Rui Rio foi muito aplaudido por ter separado a cidade e a edilidade do FC Porto, mas quase todos se esquecem que é adepto confesso do Boavista e que teve como chefe de gabinete na Câmara portuense Manuel Pinto Teixeira – investigado no Apito Dourado juntamente com o então presidente do Boavista, João Loureiro.

E, se Rio estava certo, por que razão agora ninguém critica que a cada título conquistado a equipa vencedora seja recebida nos Paços do Concelho da terra?

Ramalho Eanes, ex-Presidente da República cuja honestidade está acima de qualquer suspeita, nunca escondeu a sua ligação ao FC Porto, nem isso o impediu de tornar comendador um dos principais financiadores do clube liderado por Pinto da Costa.

Como Jorge Sampaio também sempre fez gala em afirmar o seu sportinguismo ou Marcelo Rebelo de Sousa a sua preferência pelo Sporting de Braga (tendo sido da comissão de honra da candidatura de António Salvador – ainda que tenha recusado voltar a sê-lo quando já estava em Belém).
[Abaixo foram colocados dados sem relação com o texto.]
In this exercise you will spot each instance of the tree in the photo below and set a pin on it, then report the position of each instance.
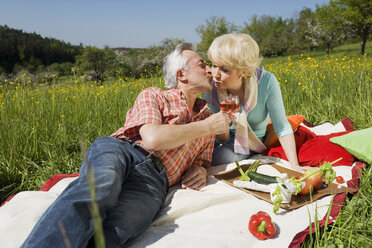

O envolvimento no futebol e na vida interna dos clubes de políticos e titulares de cargos públicos, como de magistrados judiciais ou do Ministério Público ou de comentadores ditos ‘independentes’ ou jornalistas vai contra os códigos de conduta, deontológicos ou as regras que hoje orientam tanto cargos políticos como públicos ou até corporativos.
Mas sempre houve inúmeros exemplos de envolvimento, maior ou menor, sobretudo nos considerados ‘clubes grandes’ do futebol nacional.

É uma questão de ‘clubite’ e paixão clubística, que tem muito mais de emotivo e irracional do que outra coisa qualquer.
Muitos benfiquistas que hoje defendem não haver mal algum no facto de António Costa e Fernando Medina pertencerem à comissão de recandidatura de Luís Filipe Vieira são os mesmos que há ainda bem poucos meses condenavam a entrada de Rui Moreira (presidente da Câmara do Porto) e de Eduardo Vítor (presidente da Câmara de Gaia) nas listas de candidatos aos órgãos sociais do FC Porto encabeçadas por Jorge Nuno Pinto da Costa.

Por outro lado, valeria a pena ver as ‘casas’ dos três grandes na Assembleia da República, para se perceber que não há partido (talvez o PAN ou a IL, mas não posso assegurar) sem telhados de vidro.

Que sentido podem fazer as críticas de André Ventura a António Costa – ele que, já líder do Chega, continuou a ser um dos acérrimos defensores do clube encarnado naqueles programas televisivos de comentário (ou combate) entre adeptos dos ‘três grandes’?

Ou os ataques de Francisco Rodrigues dos Santos, líder do CDS, quando tem como vice-presidente do partido um vice-presidente do Benfica, Sílvio Cervan, e como líder parlamentar um não menos fervoroso benfiquista, Telmo Correia, também ele  ‘engajado’ nos mesmos ditos programas?

Programas onde, aliás, figuram ex-diretores e membros de direções de jornais de referência, enquanto adeptos confessos dos ‘três grandes’.

Como, aliás, é frequente ver nos órgãos sociais do FC Porto, do Benfica e do Sporting, não só políticos, no ativo ou já fora dele, como magistrados, comentadores e jornalistas que nunca souberam manter distanciamento do mundo irracional do futebol.

Costa e Medina não estiveram bem. Mas o rol de críticos e de críticas que se levantou também não tem justificação. Principalmente porque da promiscuidade entre o futebol e a política, entre o futebol e os mais diversos poderes da sociedade, como entre o futebol e o jornalismo, não faltam telhados de vidro àqueles que, mesmo assim, não se inibem de atirar pedras. 

Talvez porque são cada vez menos os que resistem ao populismo. 

Talvez porque estamos em vésperas de eleições no Benfica e, diga-se o que se disser, só Luís Filipe Vieira conseguiu recolocar o Benfica no patamar a que Jorge Nuno Pinto da Costa guindou o FC Porto.

E retirar todos os políticos da comissão de honra da sua recandidatura foi, sem dúvida, a forma mais certeira – ‘à Pinto da Costa’ – de pôr uma pedra sobre o assunto.